O Grupo Fictor ingressou com pedido de recuperação judicial no domingo, 1º, informando um passivo que ultrapassa R$ 4 bilhões. A solicitação envolve as operações da Fictor Holding e da Fictor Invest e ocorre após dificuldades financeiras que se agravaram no fim do ano passado.
De acordo com a Veja, a decisão foi tomada em meio a uma restrição severa de caixa. O cenário teria sido desencadeado após a liquidação do Banco Master determinada pelo Banco Central, episódio que afetou diretamente o fluxo financeiro do grupo.
Mesmo ao recorrer ao mecanismo judicial, a empresa comunicou que pretende honrar integralmente os valores devidos. A estratégia, segundo o documento apresentado à Justiça, não inclui a busca por abatimento das dívidas, prática comum em processos desse tipo.

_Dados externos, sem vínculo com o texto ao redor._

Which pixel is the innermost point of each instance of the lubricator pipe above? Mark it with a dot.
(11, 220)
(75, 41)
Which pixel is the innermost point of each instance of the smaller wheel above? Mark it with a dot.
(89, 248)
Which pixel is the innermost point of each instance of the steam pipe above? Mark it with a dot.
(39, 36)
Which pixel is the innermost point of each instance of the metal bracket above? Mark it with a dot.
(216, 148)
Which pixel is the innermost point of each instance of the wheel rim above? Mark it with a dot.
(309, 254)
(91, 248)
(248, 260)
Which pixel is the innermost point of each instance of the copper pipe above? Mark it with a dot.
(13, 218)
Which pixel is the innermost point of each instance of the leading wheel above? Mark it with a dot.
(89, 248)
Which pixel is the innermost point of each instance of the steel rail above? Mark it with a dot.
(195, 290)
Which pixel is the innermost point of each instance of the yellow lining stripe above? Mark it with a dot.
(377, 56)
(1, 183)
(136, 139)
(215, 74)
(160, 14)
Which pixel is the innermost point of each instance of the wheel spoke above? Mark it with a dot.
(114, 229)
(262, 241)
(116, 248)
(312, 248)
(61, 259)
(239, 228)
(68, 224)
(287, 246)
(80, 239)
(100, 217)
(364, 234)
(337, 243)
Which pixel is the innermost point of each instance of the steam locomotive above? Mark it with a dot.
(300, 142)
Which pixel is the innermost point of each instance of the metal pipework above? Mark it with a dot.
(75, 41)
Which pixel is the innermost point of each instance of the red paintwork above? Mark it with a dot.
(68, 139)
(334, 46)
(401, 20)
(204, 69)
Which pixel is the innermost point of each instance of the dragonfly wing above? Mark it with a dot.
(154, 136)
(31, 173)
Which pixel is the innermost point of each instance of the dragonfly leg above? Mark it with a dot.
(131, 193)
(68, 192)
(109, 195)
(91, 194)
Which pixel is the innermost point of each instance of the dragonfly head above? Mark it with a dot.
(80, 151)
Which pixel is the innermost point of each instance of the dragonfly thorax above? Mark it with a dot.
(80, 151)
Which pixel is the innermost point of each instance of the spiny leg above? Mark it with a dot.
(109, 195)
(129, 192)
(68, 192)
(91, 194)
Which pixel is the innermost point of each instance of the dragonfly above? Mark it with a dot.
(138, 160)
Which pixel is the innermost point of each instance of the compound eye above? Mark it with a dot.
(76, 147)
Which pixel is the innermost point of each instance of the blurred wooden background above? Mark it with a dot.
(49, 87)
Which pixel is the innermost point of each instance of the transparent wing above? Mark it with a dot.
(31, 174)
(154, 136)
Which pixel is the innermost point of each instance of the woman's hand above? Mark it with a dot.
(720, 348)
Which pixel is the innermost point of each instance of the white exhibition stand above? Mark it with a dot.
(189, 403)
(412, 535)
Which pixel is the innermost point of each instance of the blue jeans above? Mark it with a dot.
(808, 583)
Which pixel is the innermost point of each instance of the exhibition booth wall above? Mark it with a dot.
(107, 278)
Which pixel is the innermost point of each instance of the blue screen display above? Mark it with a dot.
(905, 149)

Pedido inclui proteção contra cobranças imediatas
No requerimento, o Grupo Fictor solicitou tutela de urgência para suspender execuções judiciais e bloqueios de bens por um prazo inicial de 180 dias. O objetivo é evitar ações individuais de credores que possam agravar ainda mais a situação de liquidez e comprometer uma solução coletiva.
A empresa argumenta que a medida é necessária para preservar o funcionamento das atividades e permitir uma reorganização financeira estruturada. A intenção declarada é criar condições para um acordo equilibrado com todos os credores envolvidos.
Expansão dos negócios e atuação em vários setores
O grupo atua em diferentes áreas, como finanças, tecnologia, energia e agronegócio. A presença no Brasil começou em 2007, com foco inicial em soluções tecnológicas. A primeira captação de recursos ocorreu em 2013, marcando uma fase de crescimento.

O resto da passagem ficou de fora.